Luego me puse a hacer generalizaciones, que es algo que hago cuando tengo muchas cosas que hacer, y poco interés en hacerlas.
Y pensé en Galois, un matemático genial y además francés, que desarrolló una teoría, brillante, muy abstracta y masturbatoria. Murió a los veintiuno en un duelo a espada, por una mujer, con un oficial del ejército.
Pensé también en otro grupo: los matemáticos suicidas.
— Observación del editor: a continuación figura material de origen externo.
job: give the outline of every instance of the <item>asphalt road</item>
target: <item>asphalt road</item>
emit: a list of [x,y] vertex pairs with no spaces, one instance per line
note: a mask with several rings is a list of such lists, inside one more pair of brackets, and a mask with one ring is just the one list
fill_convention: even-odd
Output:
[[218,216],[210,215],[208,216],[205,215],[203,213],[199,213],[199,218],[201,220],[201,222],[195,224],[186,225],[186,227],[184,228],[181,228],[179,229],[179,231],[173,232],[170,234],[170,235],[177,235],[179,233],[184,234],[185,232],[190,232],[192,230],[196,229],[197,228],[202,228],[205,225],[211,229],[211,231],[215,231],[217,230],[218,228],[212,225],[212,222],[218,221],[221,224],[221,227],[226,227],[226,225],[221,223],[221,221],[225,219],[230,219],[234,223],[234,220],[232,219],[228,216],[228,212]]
Gödel, Haussforf, Turing – este caso algo distinto, pero puede que más interesante aún-. Hilé cabos y llegué a una conclusión de la que siempre aparento estar horrorosamente seguro, pero que está con alfileres solamente. Trabajaban duro y vivían, deambulaban en un mundo del color beige claro de los papeles de la época, cálido, seguro y que se regía por unas leyes inmutables y precisas. Funciones analíticas, espacios topológicos, anillos de polinomios…el choque con el mundo real puede ser letal.
Y qué te queda cuando has perdido todo, sin darte cuenta- seguía reflexionando yo-. Cuando has pasado la mayor parte de tu vida enfrascado en un lugar tan, tan lejano, y al volver, frustrado porque no consigues llegar a donde pretendías, te percatas de que aquí no te queda nada, que ni siquiera tu familia te recuerda porque fuiste un capullo egoísta -sin quererlo, que es lo más triste; tú ni estabas aquí siquiera-. O vuelves y te mueres de golpe, porque no tienes ni puta idea de cómo se hace para vivir aquí.
Quizás busquen, quizás busquemos la belleza en la perfección, y de ahí el fracaso vital. Que no artístico. Con un relato corto y precioso, con un cuadro de gente durmiendo sobre el heno recolectado, con una canción pop de dos minutos, o con un teorema claro y preciso como un haiku.